Cotto, que dejó su marca en 39-4-0, 32 triunfo por la vía del nocaút, explicó que controló la pelea con un boxeo desde los ángulos, sin permitir que Martínez tuviese la iniciativa.

"Lo controlé con mi directo para mantenerlo hacia atrás e hicimos todo lo que preparamos en el campo de entrenamiento", destacó Cotto.

"Después de que lo tiré tres veces en el primer asalto nunca actué de forma alocada porque sabía que el combate podía durar 12 asaltos y me mantuve peleando cada uno como me señaló Freddie Roach", dijo.

El legendario entrenador estadounidense que se hizo cargo de Cotto para dirigirlo por segunda vez fue la clave no sólo de su triunfo sino de haberle permitido sacar el mejor boxeo que hay dentro del púgil puertorriqueño.

"Estoy muy orgulloso de Miguel (Cotto). Trabajó muy duro", declaró Roach, miembro del Salón de la Fama. "Se merecía esta victoria histórica que ha conseguido".

"Miguel (Cotto), le estás dando una lección de boxeo a Martínez", se le escuchó decir a Roach al concluir el séptimo asalto.

Roach admitió que Cotto fue la expresión perfecta de lo que debe ser una pelea.

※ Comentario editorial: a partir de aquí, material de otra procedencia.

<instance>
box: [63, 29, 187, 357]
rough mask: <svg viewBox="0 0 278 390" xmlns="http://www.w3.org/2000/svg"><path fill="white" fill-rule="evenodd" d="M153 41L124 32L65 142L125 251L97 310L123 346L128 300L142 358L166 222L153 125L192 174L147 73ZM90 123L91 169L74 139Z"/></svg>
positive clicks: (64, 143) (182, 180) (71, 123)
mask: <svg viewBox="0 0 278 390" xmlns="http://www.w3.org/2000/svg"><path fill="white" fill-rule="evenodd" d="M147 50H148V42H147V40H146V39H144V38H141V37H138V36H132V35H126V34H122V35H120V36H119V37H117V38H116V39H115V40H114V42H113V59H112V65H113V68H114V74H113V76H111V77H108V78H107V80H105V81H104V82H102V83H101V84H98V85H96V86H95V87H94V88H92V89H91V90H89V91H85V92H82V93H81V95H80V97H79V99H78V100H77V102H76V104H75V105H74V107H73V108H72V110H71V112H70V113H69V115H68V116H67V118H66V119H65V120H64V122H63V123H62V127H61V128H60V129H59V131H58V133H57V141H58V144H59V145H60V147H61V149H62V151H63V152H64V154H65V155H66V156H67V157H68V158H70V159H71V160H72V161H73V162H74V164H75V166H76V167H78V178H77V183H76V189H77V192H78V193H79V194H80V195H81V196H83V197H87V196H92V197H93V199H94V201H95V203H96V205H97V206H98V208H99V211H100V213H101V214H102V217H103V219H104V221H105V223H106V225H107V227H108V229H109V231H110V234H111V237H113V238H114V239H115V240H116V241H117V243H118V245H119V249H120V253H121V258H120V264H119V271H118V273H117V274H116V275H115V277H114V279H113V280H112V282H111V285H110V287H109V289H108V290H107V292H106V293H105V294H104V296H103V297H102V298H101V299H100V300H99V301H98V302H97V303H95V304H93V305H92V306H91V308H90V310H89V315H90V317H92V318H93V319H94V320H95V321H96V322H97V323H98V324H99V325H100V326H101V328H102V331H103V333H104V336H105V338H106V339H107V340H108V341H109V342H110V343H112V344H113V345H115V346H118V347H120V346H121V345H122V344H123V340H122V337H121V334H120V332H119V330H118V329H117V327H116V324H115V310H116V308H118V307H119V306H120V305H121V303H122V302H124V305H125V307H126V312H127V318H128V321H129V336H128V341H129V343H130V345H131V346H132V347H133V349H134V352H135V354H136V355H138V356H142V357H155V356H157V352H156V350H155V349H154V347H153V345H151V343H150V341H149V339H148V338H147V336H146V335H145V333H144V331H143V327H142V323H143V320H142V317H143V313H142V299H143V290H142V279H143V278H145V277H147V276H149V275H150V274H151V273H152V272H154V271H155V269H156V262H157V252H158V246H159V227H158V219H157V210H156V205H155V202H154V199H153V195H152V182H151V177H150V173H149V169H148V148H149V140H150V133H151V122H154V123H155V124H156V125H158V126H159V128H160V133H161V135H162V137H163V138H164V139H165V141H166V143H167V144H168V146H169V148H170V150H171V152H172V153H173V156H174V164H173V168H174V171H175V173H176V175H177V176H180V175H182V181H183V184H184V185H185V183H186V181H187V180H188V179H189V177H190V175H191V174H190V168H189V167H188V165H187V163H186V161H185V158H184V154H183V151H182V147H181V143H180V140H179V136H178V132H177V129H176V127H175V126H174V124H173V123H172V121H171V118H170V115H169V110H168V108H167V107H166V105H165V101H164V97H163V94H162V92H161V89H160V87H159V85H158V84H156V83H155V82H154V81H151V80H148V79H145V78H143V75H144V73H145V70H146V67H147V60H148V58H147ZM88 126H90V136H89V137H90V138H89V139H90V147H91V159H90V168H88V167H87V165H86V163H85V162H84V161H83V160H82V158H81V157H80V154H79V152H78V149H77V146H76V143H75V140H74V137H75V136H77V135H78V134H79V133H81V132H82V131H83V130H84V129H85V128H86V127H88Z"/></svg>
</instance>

"Ganamos todos los asaltos -los jueces también lo vieron así con 90-77 a favor de Cotto- y lo digo en base a que Sergio cayó tres veces a la lona en el primer asalto y nunca le hizo daño a mi pupilo", explicó Roach.

"Su defensa fue perfecta y por eso cada vez que llegaba a la esquina decía lo mismo: todavía falta por llegar tu mejor asalto".

Por su parte, Martínez, que hizo su segunda defensa del título y dejó la marca en 51-3-2, incluidos 28 nocáuts, no quiso hablar de su futuro, pero sí admitió que Cotto le había ganado claramente.

"El golpe en frío que recibí en el primer asalto fue lo que no hizo posible que me recuperase", admitió Martínez. "No hay excusas en cuanto a mis problemas con las rodillas. Hay que saber ganar y perder, hoy me ha tocado, y debo felicitar a Miguel Cotto".

Martínez, de 39 años, que puede estar cerca de la retirada, sufrió dos operaciones en la rodilla derecha y no había boxeado en 14 meses.

Por su parte, el entrenador de Martínez, Pablo Sarmiento, reiteró que su decisión de pedir que se parase la pelea al concluir el noveno asalto fue la correcta.

"No le respondían las rodillas, llevaba varios asaltos sin poder moverse bien y no tenía sentido seguir el combate", declaró Sarmiento. "Se lo dije a Sergio (Martínez) y aunque quería seguir un asalto más, era mi responsabilidad parar la pelea".